A maximum permissible dewatering volume of 456,000 cubic metres was determined for the Nalps dam for every 500 m of excavation length achieved in 12 months by applying the “net dewatering” concept. During excavation work near the Nalps arch dam, water inflows of 13 l/s were measured in the western tunnel, and after two months, water inflows of 7 to 8 l/s could still be measured. This inflow was too high and had to be reduced to 3 l/s with appropriate sealing measures (grouting), which took 100 working days. In May 2005, the effective valley closing was measured in the Nalps North cross-section where the arch dam was. The maximum crest movement out of the valley was determined subsequently: about 10 mm, constant from mid-2007 to mid-2009. During blasting, settlements could already be detected 500 to 1,000 m before the tunnel face. In 2010, when TBM driving was carried out from the south, it was possible to detect another closing of valley flanks with a maximum horizontal crest movement of up to 19 mm out of the valley. The greatest increase in settlement was only reached approx. 1 km after the tunnel drive.
Figure 7: Monitoring results in Nalps [6.7], [13]
Located about 1 km north of the Lukmanier pass summit, the Santa Maria dam is significantly more distant from the tunnel alignment than the Nalps dam, with a horizontal distance of about 2.5 km. A widening of the valley had to be expected due to the subsidence caused by tunnel excavation. Based on model calculations and experiences at the Nalps dam, the Santa Maria dam was undoubtedly liable to “suffer” from TBM excavation carried out from the south.
Figure 8: Monitoring results vs computation results [6.7]
Finally, the strategy chosen for the Santa Maria dam was the observational method, as all experts were convinced that it would not be possible to remedy the expected, albeit minor, water ingress in the tunnel with reasonable effort. In addition, all structural measures on the dam had become part of the emergency measures to save costs. In the event of dam deformations, it was, therefore, necessary to define possible structural measures for each level of risk. Various criteria were used for this purpose: the tunnel advance status, the development of large-scale deformations and local deformations at the dam.

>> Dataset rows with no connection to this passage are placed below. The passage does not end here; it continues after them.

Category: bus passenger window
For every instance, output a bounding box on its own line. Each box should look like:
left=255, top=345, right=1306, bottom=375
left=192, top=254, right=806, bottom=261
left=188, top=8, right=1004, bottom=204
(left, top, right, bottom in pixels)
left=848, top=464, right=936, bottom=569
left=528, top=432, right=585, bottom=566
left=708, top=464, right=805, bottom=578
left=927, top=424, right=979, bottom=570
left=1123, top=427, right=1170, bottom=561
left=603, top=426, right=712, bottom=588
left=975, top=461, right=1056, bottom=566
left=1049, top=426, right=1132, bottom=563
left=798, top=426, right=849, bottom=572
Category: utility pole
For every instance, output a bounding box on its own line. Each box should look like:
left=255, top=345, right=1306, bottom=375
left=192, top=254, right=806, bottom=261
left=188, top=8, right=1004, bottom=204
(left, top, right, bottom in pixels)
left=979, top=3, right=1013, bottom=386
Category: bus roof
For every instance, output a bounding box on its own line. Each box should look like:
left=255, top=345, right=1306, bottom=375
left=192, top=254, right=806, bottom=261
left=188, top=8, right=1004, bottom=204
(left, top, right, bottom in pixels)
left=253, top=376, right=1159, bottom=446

As expected, settlements, shifting and valley widening took place at the arch dam between 2010 and 2011. With settlements of about 9 to 15 mm, a 5-to 8-mm widening could be observed. A permanent 8-mm widening at crest height was predicted for 2015.
Long-term deformations estimated by using a model calculation from 2013, then corrected with values measured in 2015, produced the following results (for the Curnera dam, it appeared that no significant adverse effect could be determined due to greater distances):
Dam | Max. absolute settlements | Max. differential settlements | Max. closing / opening |
mm | mm | mm | |
Nalps | 62 ± 5 | 15 ± 2 | 20 ± 2 closing |
Santa Maria | 12 ± 3 | 5 ± 2 | 16 ± 2 opening |
3 Squeezing rock: challenges during excavation
3.1 Description
Squeezing rock challenges were expected in the following 2 zones (Figure 9):
Based on the experience from similar ground conditions and an intense investigation program extreme challenges were to be expected during excavation work taking place in these 2 areas. No experience with similar conditions with an overburden of more than 800 m existed at the time of the design phase (1997 – 1999). The project management was aware that these conditions asked for an innovative solution, based on clear principles of tunnel construction.
Figure 9: Gotthard Base Tunnel: as built geology in the TZM-area (source: ATG, [6.4])
The first issue was the quality of the rock at TZM North and the Clavaniev Zone where kakiritic and heavy cataclastic rock formations alternating with hard schistose gneiss were to be expected on a tunnel length of 1.15 km in the northern drive. These formations showed a high potential of major deformations in the range of several decimetres or needed very high support pressures in order to reduce the deformations.
A stiff support based on the resistance principle was technically not feasible (cf. 3.2 Experience in the section Faido). A support system with a comparatively high support pressure but also allowing high deformations in order to reduce the required support pressure to a feasible level had to be found.
The solution was found in the mining industry by using heavy TH-steel ribs which allow high deformations (yielding principle), with an additional support by an intense radial anchoring with self-drilling steel rock bolts (Figure 10, Figure 11).
The length of an excavation cycle varied between 1.00 and 1.33 m. Depending on rock conditions, deformable TH-44 steel arches (Bochumer Eisenhütte system) were placed every 33 cm, 67 cm or 1.00 m. About 22 IBO self-drilling grout rock bolts of 8 m length per running metre were used. Average deformations in the cross-section were 25 cm, while asymmetric deformations reached 85 cm. Altogether 1150 metres of tunnel were driven in squeezing rock.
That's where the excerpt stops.